A material using the Volume material domain drives the look of clouds using volume textures. A volume texture is a 3D texture that is sliced into a series of 2D textures aligned to a grid. These types of textures within a material are used for different volumetric effects, like smoke and clouds, because they work well for things like light traveling through a volume.

The volume texture below represents a series of two-dimensional images in a grid (left) that when stacked, they make a three-dimensional volume representation (right).

VolumeTexture.png

Open and view a volume texture with the Texture Editor to display its two-dimensional image view (left), or its three-dimensional volume view (right).

Along with the attributes controllable in the Volumetric Cloud Component and Material, the volume texture is the basis that provides the initial look of your cloud and helps define what is possible. Volume textures open up the possibilities through your cloud material to create many different types of clouds and effects.

The examples below demonstrate several varieties of clouds that can be created using a single volume material with some adjustable parameters through instancing. This example uses the M_volumetricCloud_02_Profiles_Soft that is available in the Volumetrics plugin content (see below).

VT_CloudExamples.png

Your volume material has material expression input and output nodes that provide editable attributes forming the basis of your cloud material. Some of these settings have performance implications that increase or reduce the cost of the shader.

It's recommended when using these expressions to parameterize the values of these expressions to quickly and easily adjust their values in a Material Instance .

Volumetrics Plugin Content

The content within this plugin is for demonstration purposes and may not be entirely optimized for use in projects. It also may change or be removed during any further releases. It is meant as a starting point for creating your own content within the editor.

The Volumetrics plugin contains example and experimental content created by Epic's own technical artists, some of which may not be specifically designed for cloud rendering or other types of tools using volume rendering, like fluid simulation.

Follow these steps to get started:

  1. The plugin can be enabled from the main menu by selecting Window > Plugin . Search and enable the Volumetrics plugin.

    Click Image for full size.

  2. In the Content Browser , use the View Options menu to enable Show Engine Content and Show Plugin Content .

    Click Image for full size.

  3. Use the Content Browser's hierarchy to locate and select the Volumetrics folder where the plugin content is stored.

Example Cloud Materials

Several types of cloud materials are available to choose from in this plugin. They can be used to create different types of clouds in your scenes.

You'll find these cloud materials located in the /Content/Sky/Materials folder with the prefix M_Volumetric_Cloud_ . For example, Content/Sky/Materials/M_Volumetric_Cloud_02_Profiles_Soft .

To use them effectively, create a Material Instance of the cloud material and apply that to the Volumetric Cloud component's Material slot. When you open the instance of the material, you'll be able to change parameters to render the clouds and achieve a desired look, density, scale, and much more.

The majority of the clouds captured in screenshots for this documentation were created from these example cloud materials with their parameters changed in the material instance.

Blueprint Placed Clouds

Place individual clouds Blueprint Actors in your scene using the example set up in this plugin folder.
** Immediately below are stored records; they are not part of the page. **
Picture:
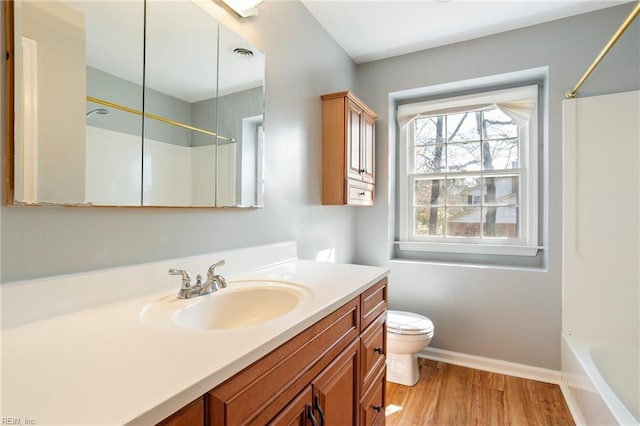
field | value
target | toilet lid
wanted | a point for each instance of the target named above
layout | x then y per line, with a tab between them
400	322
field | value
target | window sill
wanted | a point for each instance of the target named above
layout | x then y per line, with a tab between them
493	249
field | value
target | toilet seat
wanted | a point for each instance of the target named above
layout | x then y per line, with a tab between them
401	322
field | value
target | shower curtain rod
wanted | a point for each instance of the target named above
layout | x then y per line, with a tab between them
156	117
573	92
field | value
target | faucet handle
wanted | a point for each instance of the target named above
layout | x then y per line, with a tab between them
212	268
186	278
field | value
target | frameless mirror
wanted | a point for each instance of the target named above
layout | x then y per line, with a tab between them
240	122
106	114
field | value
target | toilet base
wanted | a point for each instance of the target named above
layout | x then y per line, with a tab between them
403	369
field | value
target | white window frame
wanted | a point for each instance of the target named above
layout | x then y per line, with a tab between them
527	243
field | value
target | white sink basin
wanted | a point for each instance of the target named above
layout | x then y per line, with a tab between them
241	304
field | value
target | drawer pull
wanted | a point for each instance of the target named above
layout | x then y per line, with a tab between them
314	422
316	401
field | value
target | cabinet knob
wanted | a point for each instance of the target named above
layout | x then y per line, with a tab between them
316	402
314	422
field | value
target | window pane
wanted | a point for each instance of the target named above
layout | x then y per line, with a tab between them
503	154
501	222
429	158
429	221
462	127
497	125
463	191
463	156
429	130
429	192
463	221
502	190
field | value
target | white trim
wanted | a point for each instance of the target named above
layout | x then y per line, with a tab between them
493	365
526	243
26	159
496	249
572	405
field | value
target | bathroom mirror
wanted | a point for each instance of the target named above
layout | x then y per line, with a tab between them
110	113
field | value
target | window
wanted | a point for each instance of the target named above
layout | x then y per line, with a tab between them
468	173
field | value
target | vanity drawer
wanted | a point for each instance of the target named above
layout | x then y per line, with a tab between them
373	348
372	403
259	392
359	193
373	302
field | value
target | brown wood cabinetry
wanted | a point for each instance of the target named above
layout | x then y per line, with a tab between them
348	150
332	373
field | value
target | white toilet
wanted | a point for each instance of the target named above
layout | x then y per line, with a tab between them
407	334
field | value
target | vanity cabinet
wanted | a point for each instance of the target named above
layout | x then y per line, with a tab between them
332	373
348	150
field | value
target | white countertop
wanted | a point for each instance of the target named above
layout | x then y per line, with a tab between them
106	366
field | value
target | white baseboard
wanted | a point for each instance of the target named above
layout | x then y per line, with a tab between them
493	365
573	406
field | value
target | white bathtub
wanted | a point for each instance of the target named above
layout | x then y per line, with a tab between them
601	381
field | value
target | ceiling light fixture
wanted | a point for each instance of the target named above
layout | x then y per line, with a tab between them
244	8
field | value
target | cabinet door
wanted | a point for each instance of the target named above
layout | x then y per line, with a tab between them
367	149
354	135
372	350
373	402
336	388
298	412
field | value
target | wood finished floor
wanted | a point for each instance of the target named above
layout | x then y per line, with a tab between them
450	395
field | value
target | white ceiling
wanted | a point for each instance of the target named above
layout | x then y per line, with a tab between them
375	29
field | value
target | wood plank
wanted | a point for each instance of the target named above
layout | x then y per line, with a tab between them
452	395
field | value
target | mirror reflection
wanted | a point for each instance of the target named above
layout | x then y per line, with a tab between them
107	116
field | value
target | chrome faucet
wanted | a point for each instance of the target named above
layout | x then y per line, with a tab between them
214	282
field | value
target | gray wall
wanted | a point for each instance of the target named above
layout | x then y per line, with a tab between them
43	241
509	314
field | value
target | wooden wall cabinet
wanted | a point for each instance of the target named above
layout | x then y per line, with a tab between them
348	150
332	373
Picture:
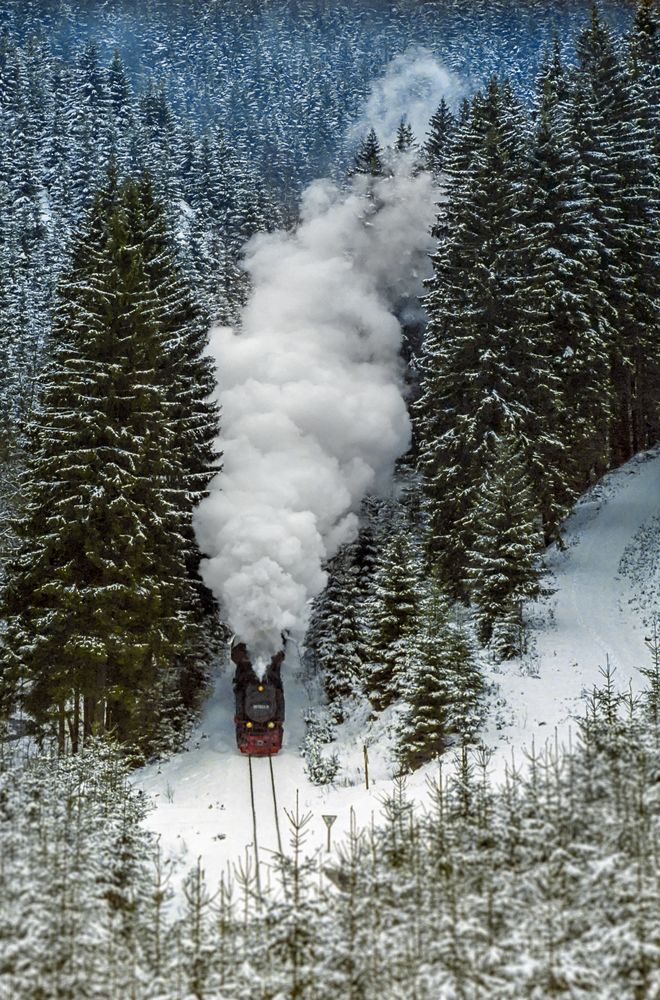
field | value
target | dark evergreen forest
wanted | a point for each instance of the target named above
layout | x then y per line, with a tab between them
141	146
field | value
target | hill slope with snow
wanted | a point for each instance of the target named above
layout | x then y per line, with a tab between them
605	588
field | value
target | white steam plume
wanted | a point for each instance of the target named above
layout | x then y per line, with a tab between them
311	389
412	85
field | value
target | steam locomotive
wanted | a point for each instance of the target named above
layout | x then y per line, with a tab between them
259	711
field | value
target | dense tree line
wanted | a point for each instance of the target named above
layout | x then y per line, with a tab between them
104	612
540	367
544	885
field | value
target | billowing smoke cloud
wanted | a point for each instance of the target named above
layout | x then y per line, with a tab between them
412	85
311	387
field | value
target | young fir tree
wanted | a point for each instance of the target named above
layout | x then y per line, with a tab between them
442	687
441	128
392	613
98	599
369	157
405	140
507	540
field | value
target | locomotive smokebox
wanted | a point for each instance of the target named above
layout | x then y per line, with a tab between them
259	714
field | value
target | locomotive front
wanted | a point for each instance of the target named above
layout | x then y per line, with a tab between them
259	715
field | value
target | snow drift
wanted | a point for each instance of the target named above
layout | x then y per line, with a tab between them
311	387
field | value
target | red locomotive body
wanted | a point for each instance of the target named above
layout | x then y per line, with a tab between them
259	714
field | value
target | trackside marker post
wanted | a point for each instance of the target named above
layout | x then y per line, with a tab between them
329	820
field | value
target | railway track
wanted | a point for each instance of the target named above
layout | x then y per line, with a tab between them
257	804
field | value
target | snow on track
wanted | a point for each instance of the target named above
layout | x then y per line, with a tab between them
605	592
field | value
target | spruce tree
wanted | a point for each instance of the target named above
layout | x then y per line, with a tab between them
392	613
369	157
562	304
507	540
98	598
476	369
335	639
436	147
442	687
617	152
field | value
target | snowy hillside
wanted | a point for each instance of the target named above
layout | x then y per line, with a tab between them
605	593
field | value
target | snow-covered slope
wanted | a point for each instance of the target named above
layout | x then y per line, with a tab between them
605	584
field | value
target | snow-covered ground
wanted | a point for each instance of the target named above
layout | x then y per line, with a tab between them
606	585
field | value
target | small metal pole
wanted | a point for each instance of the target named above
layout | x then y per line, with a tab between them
329	820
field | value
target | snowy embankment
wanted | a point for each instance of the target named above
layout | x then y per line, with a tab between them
605	584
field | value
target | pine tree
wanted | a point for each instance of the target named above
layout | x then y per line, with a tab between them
441	128
392	612
98	598
477	372
562	305
505	526
369	157
405	140
442	687
617	152
335	639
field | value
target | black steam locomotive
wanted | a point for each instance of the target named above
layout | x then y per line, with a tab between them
259	712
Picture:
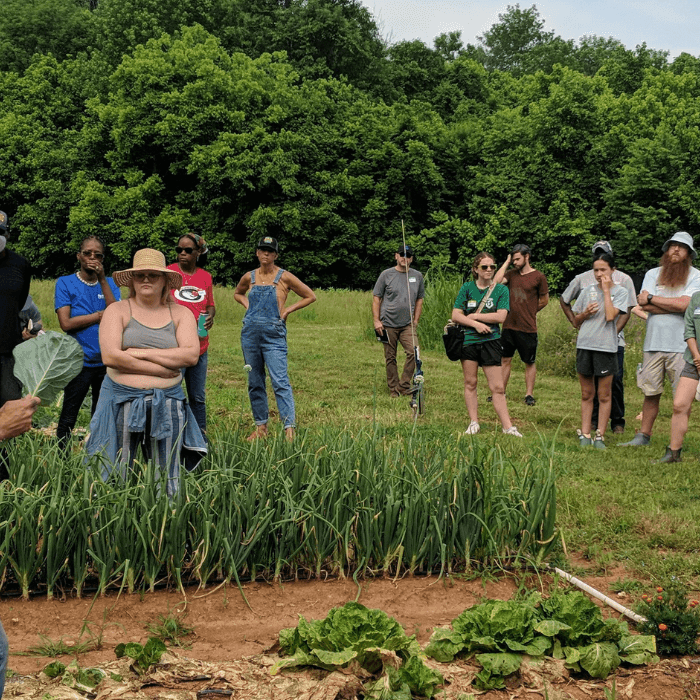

The individually placed Blueprints in the scene can be scaled, rotated, and moved along the X and Y-axes. The Volumetric Cloud component is required to be in the scene as well along with an assigned cloud material to be used. The Blueprint Cloud Actor enables additional customization and placement of clouds within your scene.

You'll find an example setup in the /Tools/CloudCompositing/Maps folder in the Composite_Cloud_Object Level . Take a look at the BP_CloudMask_Object and the BP_CloudMask_Generator to see how this scene is set up and the available properties you can adjust on this Actor.

Blueprint Painted Clouds

Start painting clouds onto your skies using this example set up to add sparse or densely-packed clouds to your scene. This example uses a play-in-editor game mode with a simple user interface to paint clouds using your mouse cursor that can scale the brush, its intensity, and more.

You'll find an example setup in the /Tools/CloudCompositing/Maps folder in the Paint_Clouds Level. Select the BP_PaintClouds Actor to explore some of the properties you can change for how your cloud is painted.

To start painting clouds, press Play in the main toolbar to play-in-editor. Use the following to start painting clouds in the scene:

  • Left Mouse Button paints the cloud volume

  • Mouse Wheel scales the size of the paint brush.

  • Shift + Mouse Wheel changes the strength of the brush strokes being painted.

  • Shift while painting removes painted areas.

  • Right Mouse Button + Mouse Wheel scales the velocity speed painted into the cloud when Velocity is chosen from the Paint Mode dropdown in the BP_PaintCloud properties.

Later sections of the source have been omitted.